For photos covering those 100 years ago, click on our Facebook page and scroll down to Feb. 22. There is also a video celebrating the centenary, including comments and observations from a number of parishioners.(11) St. Patrick’s Catholic American Parish in Rome | Facebook
Come join us for Sunday Mass at St. Pat’s whenever you are in the Eternal City!
Following is the account written by Fr. Greg Apparcel, our rector here in Rome for 20 years at both Santa Susanna and the St. Patrick’s. He departed Rome in the fall of 2020.
While visiting the U.S. Embassy to Italy in early 1921, Paulist Superior General Thomas Burke noticed the Church of Santa Susanna that sat next door. The church seemed perfectly located for the Paulist Fathers’ desire to acquire a church, as Rome had a growing American community which might form the basis for a parish. Not only did it adjoin the Embassy, but it was near both The Grand Hotel and the railroad station. (Note: In 1932, the Palazzo Amici, a four-story building that previously sat next to the church and served as the American Embassy, was torn down by Mussolini in order to create the Via Bissolati.)
At the end of 1921, following an official request from U.S. President Warren Harding, Pope Benedict XV authorized the Paulists to use the Church of Santa Susanna for the purpose of creating a national church of American Catholics in Rome. From the February day in 1922 when Paulist Father Thomas Lantry O’Neill became the first rector, he and the many Paulists and Santa Susanna Parishioners who followed, worked tirelessly and with great sacrifice to build up this parish and keep it going through some very difficult times. On February 26, 1922, the first Mass was celebrated by Cardinal O’Connell of Boston and the church remained open to the general public throughout the day for the very first time since it was completed in 1603. Thousands of Italian visitors came to see the frescoes.
The Church was closed in the spring of 1940 with a world war threatening and the American community leaving. The Cistercian nuns persevered and with great risk, hid Jewish women and children in their monastery. In 1944, Paulist Father Don Forrester returned with the liberating Allied troops and supplied the nuns with food and support throughout the difficult years that followed. The parish itself grew throughout the next three decades.
In 1986, with a sagging ceiling, the church was again closed for repairs that lasted seven years. During that time the Santa Susanna community worshipped in Sant’Agnese Church in the Piazza Navona. Through the valued hard work, fortitude and extreme generosity of a great many individuals, the Paulist Fathers reopened the Church in 1993 with a pastoral visit from Pope John Paul II, who acknowledged us as the American National Church.
In the years that followed we worked diligently, in collaboration with the Cistercian Monastery, to keep open the doors of this beloved Church and to build up our community of English-speaking Catholics in Rome, reaching out with the Paulist mission of evangelization, reconciliation and ecumenism and interreligious dialog. As caretakers of the house of Susanna and her father Gabinus, we continued to commit ourselves to be a special home for parishioners and pilgrims seeking to deepen their faith under our roof.

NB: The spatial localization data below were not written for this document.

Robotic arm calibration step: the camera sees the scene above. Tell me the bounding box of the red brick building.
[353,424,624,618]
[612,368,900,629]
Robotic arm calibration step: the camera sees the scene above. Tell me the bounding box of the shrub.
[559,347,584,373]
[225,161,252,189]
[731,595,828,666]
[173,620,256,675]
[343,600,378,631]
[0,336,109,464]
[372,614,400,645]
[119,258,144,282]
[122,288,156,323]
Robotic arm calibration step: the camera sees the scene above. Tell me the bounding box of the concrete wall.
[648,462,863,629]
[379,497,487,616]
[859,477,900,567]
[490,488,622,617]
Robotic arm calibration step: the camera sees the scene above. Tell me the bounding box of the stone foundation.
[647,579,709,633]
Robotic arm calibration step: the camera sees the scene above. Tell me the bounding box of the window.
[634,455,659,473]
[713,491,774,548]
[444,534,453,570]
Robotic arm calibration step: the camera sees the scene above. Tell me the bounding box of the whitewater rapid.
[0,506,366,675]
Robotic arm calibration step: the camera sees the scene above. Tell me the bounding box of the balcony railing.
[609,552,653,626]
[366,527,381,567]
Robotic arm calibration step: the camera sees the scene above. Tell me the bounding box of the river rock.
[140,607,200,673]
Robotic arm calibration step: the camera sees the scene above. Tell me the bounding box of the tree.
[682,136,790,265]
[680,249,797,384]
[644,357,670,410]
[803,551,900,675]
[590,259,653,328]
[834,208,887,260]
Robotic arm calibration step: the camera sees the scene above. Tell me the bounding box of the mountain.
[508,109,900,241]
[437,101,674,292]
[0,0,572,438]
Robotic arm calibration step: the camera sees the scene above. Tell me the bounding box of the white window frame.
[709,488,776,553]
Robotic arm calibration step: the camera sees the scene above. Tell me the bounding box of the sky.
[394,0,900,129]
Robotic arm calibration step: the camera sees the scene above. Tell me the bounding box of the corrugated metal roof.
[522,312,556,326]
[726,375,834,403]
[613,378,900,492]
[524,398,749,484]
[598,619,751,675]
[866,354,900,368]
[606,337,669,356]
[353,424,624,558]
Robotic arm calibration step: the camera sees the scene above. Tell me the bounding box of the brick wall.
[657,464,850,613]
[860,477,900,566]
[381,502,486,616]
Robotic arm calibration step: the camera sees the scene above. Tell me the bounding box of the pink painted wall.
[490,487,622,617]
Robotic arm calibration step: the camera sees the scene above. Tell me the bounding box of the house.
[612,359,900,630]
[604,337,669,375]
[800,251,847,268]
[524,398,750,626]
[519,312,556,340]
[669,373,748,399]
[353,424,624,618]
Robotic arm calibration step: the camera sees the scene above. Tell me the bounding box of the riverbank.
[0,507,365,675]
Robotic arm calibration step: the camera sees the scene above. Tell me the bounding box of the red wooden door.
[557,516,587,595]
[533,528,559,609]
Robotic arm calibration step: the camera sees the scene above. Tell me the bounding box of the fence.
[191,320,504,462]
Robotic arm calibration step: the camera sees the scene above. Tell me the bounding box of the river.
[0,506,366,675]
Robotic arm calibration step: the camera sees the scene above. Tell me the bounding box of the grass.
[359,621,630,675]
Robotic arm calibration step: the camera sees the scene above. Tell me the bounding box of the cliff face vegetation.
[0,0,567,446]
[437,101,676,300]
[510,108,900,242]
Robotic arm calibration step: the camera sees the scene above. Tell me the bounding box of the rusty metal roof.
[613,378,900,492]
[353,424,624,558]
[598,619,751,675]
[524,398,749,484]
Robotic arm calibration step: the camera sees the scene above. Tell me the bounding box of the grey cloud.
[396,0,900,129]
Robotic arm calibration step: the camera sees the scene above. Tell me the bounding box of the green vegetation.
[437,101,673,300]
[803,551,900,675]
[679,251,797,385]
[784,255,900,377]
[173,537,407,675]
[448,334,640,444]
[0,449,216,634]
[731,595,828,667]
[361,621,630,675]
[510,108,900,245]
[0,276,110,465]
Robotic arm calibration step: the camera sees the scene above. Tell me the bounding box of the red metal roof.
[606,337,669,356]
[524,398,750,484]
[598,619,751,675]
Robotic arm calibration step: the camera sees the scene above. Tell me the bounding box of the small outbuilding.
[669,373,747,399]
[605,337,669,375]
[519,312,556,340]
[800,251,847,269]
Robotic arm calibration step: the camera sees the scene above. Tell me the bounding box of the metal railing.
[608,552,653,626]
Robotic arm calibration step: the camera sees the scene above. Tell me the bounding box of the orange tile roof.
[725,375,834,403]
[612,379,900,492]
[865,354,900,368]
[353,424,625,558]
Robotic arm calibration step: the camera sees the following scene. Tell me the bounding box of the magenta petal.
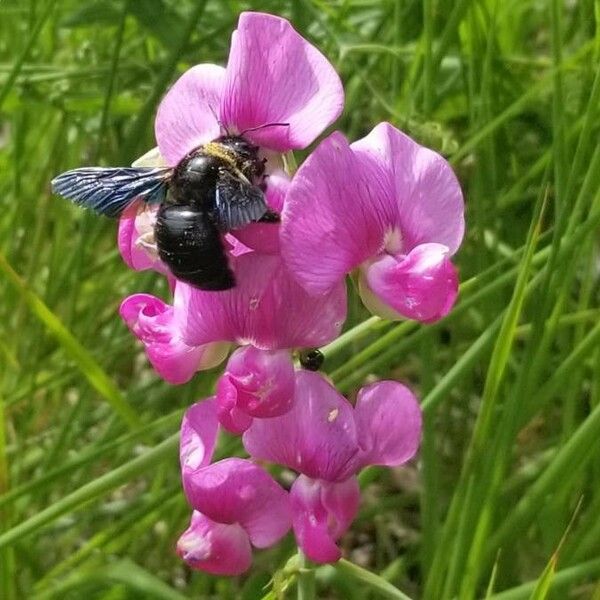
[221,12,344,152]
[281,133,390,294]
[354,381,422,467]
[186,458,291,548]
[117,202,155,271]
[217,377,253,435]
[176,252,346,350]
[154,65,225,166]
[117,202,174,276]
[243,371,358,481]
[235,171,290,254]
[217,346,296,418]
[177,511,252,575]
[179,398,219,489]
[119,294,227,385]
[366,244,458,323]
[290,475,360,563]
[351,123,465,254]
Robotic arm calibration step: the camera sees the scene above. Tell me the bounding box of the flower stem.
[333,558,411,600]
[298,550,316,600]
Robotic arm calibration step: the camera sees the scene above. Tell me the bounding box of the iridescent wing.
[215,169,269,231]
[52,167,172,217]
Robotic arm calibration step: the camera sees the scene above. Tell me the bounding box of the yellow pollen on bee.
[202,142,237,169]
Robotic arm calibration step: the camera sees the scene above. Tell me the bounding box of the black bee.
[299,348,325,371]
[52,131,285,290]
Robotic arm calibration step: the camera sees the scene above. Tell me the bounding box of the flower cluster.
[118,13,464,575]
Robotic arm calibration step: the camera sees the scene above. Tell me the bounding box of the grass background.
[0,0,600,600]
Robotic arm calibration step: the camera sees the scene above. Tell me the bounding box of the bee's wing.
[216,169,268,231]
[52,167,171,217]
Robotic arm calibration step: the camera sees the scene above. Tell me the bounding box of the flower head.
[155,12,344,165]
[119,294,229,385]
[177,399,291,575]
[281,123,464,322]
[216,346,295,433]
[243,371,421,562]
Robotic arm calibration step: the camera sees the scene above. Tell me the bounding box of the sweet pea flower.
[155,12,344,166]
[120,249,346,384]
[175,252,346,350]
[242,371,421,563]
[216,346,296,433]
[119,294,229,385]
[177,398,291,575]
[281,123,464,322]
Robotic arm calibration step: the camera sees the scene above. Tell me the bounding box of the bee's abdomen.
[154,204,235,290]
[169,150,222,210]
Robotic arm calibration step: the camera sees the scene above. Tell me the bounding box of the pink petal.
[177,511,252,575]
[117,202,173,278]
[179,398,219,489]
[354,381,421,467]
[221,12,344,152]
[186,458,291,548]
[154,64,225,166]
[243,371,358,481]
[365,244,458,323]
[175,252,346,350]
[235,171,290,254]
[217,394,253,435]
[119,294,228,385]
[281,133,390,294]
[351,123,465,254]
[217,346,295,426]
[290,475,360,563]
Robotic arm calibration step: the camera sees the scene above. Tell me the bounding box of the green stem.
[333,558,411,600]
[298,550,317,600]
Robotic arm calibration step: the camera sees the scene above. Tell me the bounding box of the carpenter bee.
[52,123,287,290]
[299,348,325,371]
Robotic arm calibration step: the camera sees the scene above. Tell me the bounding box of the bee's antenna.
[208,104,231,135]
[240,123,290,136]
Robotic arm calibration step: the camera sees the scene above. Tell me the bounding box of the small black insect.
[299,348,325,371]
[52,123,287,290]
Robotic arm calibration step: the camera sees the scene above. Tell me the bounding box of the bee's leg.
[258,210,281,223]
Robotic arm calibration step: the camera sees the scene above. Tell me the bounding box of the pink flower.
[155,12,344,166]
[281,123,464,322]
[120,248,346,382]
[175,252,346,350]
[177,399,291,575]
[119,294,229,385]
[243,371,421,562]
[216,346,295,433]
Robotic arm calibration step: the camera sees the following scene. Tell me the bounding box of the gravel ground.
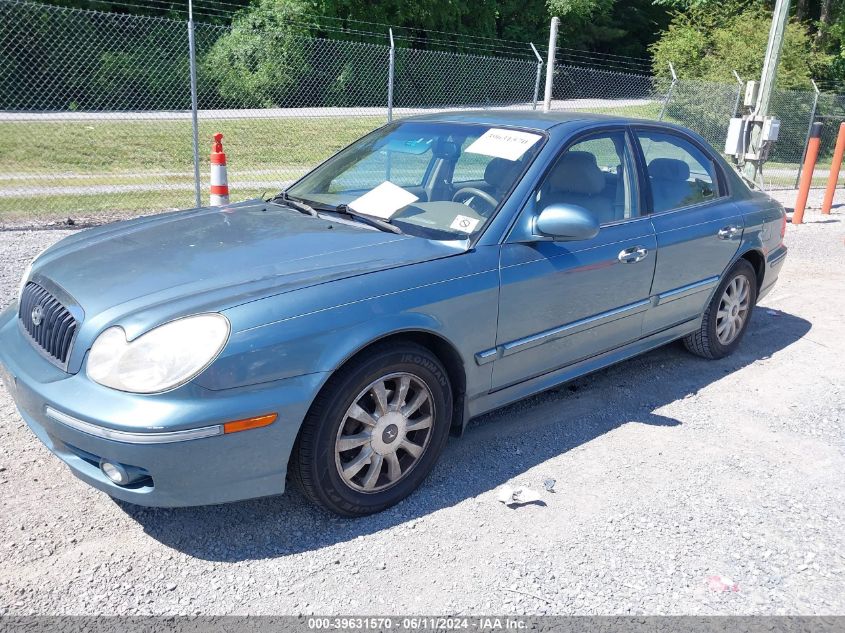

On July 5, 2013, the Church of Santa Susanna was closed for many reasons, and for four years the American community celebrated Masses, Weddings, First Communions, Confirmations, Baptisms and Funerals at four neighboring churches.
After the closing, the Vatican Secretary of State, the Vicariate (Diocese) of Rome and other Vatican Congregations and US prelates and diplomats tried to help the Paulist Fathers and the American parish to return to Santa Susanna. However, the Cistercian Monastery, which owns the Church, was opposed to the return. At the same time, the Irish Augustinians decided to leave Rome and discontinue their ministry at St. Patrick’s Church. They own St. Patrick’s (still do) and the surrounding properties but were unsure of what to do with the Church when they were no longer present. So the Vatican Secretary of State put our two communities together.
Even though we already knew each other, we began exploring St. Patrick’s becoming the new church for Catholic Americans in Rome. Through the great generosity and hospitality of the Augustinians, we reached an agreement for the Paulist Fathers to lease St. Patrick’s Church along with some office and meeting space. On August 1st, 2017, we became St. Patrick’s Catholic American Community of Rome. Despite these changes, ALL English speakers are welcome to participate in all services and ministries, just as was offered at Santa Susanna. And despite the hardships brought on by the pandemic, the community has continued to flourish.
So February 27, 2022, will be a great day of celebration and all are welcome to participate in person or online.